Juvenile Life Without Parole
Enacted: Feb 2015
Whereas, The United States Supreme Court in Graham v. Florida, 130 S.Ct. 2011 (2010) and Miller v. Alabama 132 S.Ct.2455 (2012) drew on brain and behavioral development research and ruled that children are constitutionally different from adults and should not be subject to our nation’s most punitive penalties; and
Whereas, In Graham the Court struck down life without parole sentences for non-homicide offenders holding that states must give children a “realistic opportunity to obtain release;” and
Whereas, In Miller the Court struck down mandatory life without parole sentences for homicide offenses; and
Whereas, Youthful offenders are considered those individuals under the age of eighteen years at the time of their offense.
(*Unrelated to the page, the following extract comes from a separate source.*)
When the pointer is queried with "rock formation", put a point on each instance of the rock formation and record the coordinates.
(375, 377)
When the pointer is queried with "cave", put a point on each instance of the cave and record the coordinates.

BE IT THEREFORE RESOLVED, That the Board of Directors of the American Probation and Parole Association urges federal, state, local, tribal, and territorial governments to adopt sentencing laws and procedures that appropriately acknowledge the mitigating factors of age and maturity of youthful offenders who are subject to adult penalties upon conviction, by enacting laws and rules of procedure that will:
- Prospectively and retroactively eliminate life without the possibility of release or parole for youthful offenders;
- Based on demonstrated maturity and rehabilitation and beginning at a reasonable point into their incarceration provide youthful offenders with meaningful periodic opportunities for release, considering the needs of the victims of their crime.